In Moffitt v. TD Canada Trust, 2023 ONCA 349, the Court of Appeal commented on Ontario courts’ lack of transparency with respect to decision making. The issue arose in an appeal from a successful motion for summary judgment. Writing for the court, Brown J. reiterated the Supreme Court of Canada’s comments in Hryniak v. Mauldin, 2014 SCC 7, that most Canadians cannot afford to litigate, that a conventional trial is not a realistic alternative for most litigants, and that a culture shift is therefore required to create an environment that promotes timely and affordable access to justice — in part, by moving the emphasis away from the conventional trial and by recognizing that alternative models of adjudication are no less legitimate.
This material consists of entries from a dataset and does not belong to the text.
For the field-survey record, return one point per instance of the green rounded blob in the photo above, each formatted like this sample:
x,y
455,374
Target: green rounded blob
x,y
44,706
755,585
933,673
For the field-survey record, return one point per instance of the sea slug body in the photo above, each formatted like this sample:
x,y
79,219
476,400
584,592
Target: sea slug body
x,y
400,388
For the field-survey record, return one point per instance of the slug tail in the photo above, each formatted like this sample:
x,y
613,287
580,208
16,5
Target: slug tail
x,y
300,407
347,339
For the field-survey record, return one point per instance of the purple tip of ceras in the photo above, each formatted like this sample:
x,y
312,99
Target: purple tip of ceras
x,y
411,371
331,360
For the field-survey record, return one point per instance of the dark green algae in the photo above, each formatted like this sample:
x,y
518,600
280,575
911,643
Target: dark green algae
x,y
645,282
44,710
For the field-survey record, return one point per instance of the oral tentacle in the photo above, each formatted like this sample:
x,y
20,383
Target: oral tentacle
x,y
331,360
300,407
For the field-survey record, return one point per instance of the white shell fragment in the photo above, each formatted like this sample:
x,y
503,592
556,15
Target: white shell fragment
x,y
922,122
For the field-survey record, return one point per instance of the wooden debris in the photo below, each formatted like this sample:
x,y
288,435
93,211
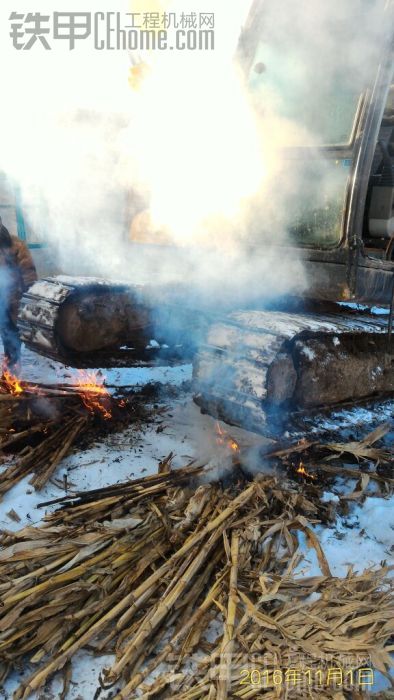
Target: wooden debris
x,y
143,571
40,425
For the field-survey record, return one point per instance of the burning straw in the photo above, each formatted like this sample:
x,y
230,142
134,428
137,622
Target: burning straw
x,y
40,424
144,569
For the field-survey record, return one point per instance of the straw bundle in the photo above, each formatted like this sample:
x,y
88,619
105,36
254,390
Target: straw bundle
x,y
148,581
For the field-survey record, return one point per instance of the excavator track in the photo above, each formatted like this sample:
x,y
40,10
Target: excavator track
x,y
255,365
43,318
89,322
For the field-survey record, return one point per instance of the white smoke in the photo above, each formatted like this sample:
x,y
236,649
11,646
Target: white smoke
x,y
195,145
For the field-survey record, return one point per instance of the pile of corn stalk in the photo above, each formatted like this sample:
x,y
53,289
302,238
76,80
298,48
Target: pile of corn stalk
x,y
195,591
40,425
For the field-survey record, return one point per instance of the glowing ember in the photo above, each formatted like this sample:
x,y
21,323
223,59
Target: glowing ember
x,y
93,393
303,472
224,439
11,384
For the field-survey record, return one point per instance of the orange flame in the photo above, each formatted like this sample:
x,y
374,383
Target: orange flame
x,y
303,472
224,439
11,383
93,393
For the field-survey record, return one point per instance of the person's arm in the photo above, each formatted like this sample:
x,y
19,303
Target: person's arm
x,y
26,265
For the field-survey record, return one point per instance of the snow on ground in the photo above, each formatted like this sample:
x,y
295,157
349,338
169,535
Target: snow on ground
x,y
362,539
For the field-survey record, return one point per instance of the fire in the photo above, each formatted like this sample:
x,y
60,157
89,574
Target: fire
x,y
93,393
224,439
11,384
303,472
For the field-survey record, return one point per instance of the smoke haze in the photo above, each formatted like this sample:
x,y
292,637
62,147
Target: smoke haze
x,y
197,145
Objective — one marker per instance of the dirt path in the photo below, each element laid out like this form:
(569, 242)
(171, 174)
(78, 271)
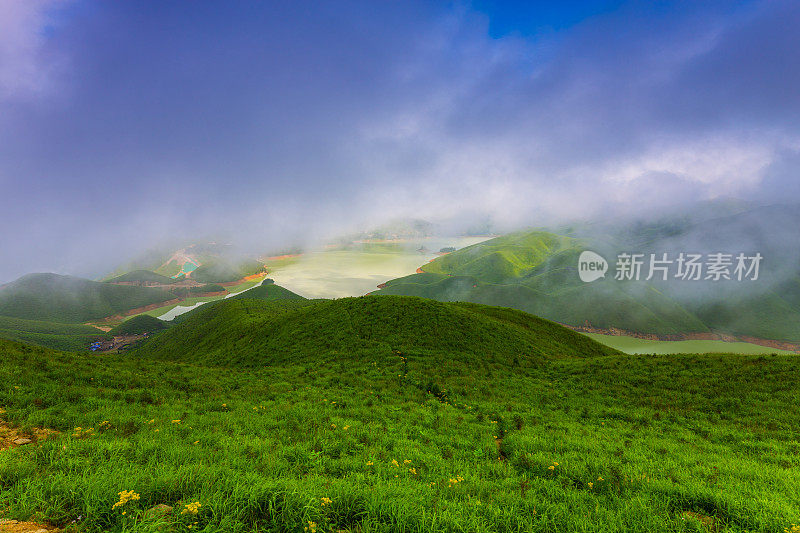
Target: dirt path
(11, 437)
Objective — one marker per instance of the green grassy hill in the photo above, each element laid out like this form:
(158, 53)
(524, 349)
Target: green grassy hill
(141, 276)
(398, 414)
(56, 298)
(70, 337)
(254, 333)
(138, 325)
(537, 272)
(268, 291)
(221, 271)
Justice Brown highlighted the available “menu” of final adjudication on the merits procedural tools (including Rule 21 motions, applications, simplified procedure, and summary judgment). In an important footnote, Brown J. then analyzed a recent sample of cases reported on CanLII and concluded that parties had resorted to non-trial procedures approximately four times more frequently than trials. However, he stated that the absence of consistent operational data reported by courts made it difficult to address litigation policy and process empirically, particularly in light of the requirement that a summary judgment motion judge consider whether the summary judgment process is “a proportionate, more expeditious and less expensive means to achieve a just result”.
Justice Brown’s footnote is reproduced here:
It is an unfortunate state of affairs that neither the Superior Court of Justice in Ontario nor the Court of Appeal for Ontario publishes information about how they manage and dispose of their caseload. The lack of detailed, consistent operational data from those courts and the resulting lack of transparency, impedes the ability to understand and then improve the performance of those courts. To gain some understanding of how those courts deal with cases in practice, one is left to resort to the imprecise tool of examining cases reported on CanLII.
One can develop a rough profile of the use of various final-adjudication-on-the-merits procedural devices by reviewing decisions from the Superior Court of Justice posted on CanLII. I developed such a profile for decisions posted in March 2023, using the data recorded on CanLII as of April 14, 2023. I picked the month of March 2023 at random.
Of the 261 cases reported on CanLII from the Ontario Superior Court of Justice 53 involved civil (non-family) proceedings in which a party sought a final adjudication on the merits. The most frequently used procedural device was the application (24 decisions), followed by summary judgment (10 decisions), non-jury trials, including a r. 76 simplified procedure trial (10 decisions), r. 21.01 motions (4), default judgment motions (3), a r. 21.02 motion (1), and a r. 34.15 motion (1), as summarized on the following table:
These numbers suggest, at least for the month randomly picked, that parties resort to non-trial procedural devices to obtain a final adjudication approximately four times more frequently than to trials […].The absence of comprehensive institutionally-reported data therefore makes it difficult to deal empirically with questions of litigation policy and process, such as those that arise in this case.
Later in the decision, Brown J. stated that the “lack of data makes it very difficult to determine with any accuracy the average time it takes for a civil jury action to proceed from its commencement to a verdict, a piece of information important to any proportionality analysis conducted under the Hryniak summary judgment test”. 
In addition to commenting on courts’ lack of institutionally reported data, Brown J. also clarified the principles applicable to a motion for summary judgment, including whether and in what circumstances one may be brought in a civil action in which a party has served a jury notice. In doing so, he rejected an argument that a special test should apply in a civil action where a jury notice has been delivered, and affirmed the motion judge’s view that such an approach would be inconsistent with the text of Rule 20, the culture shift towards cost-effective alternatives to trial, and the direction of Hryniak that summary judgment should be granted when it is just and proportionate to do so. The existence of a jury notice is one factor to consider, but not the primary one. This was a flexible application of the summary judgment procedure and a nod towards the importance of a “culture shift” in the Ontario civil system.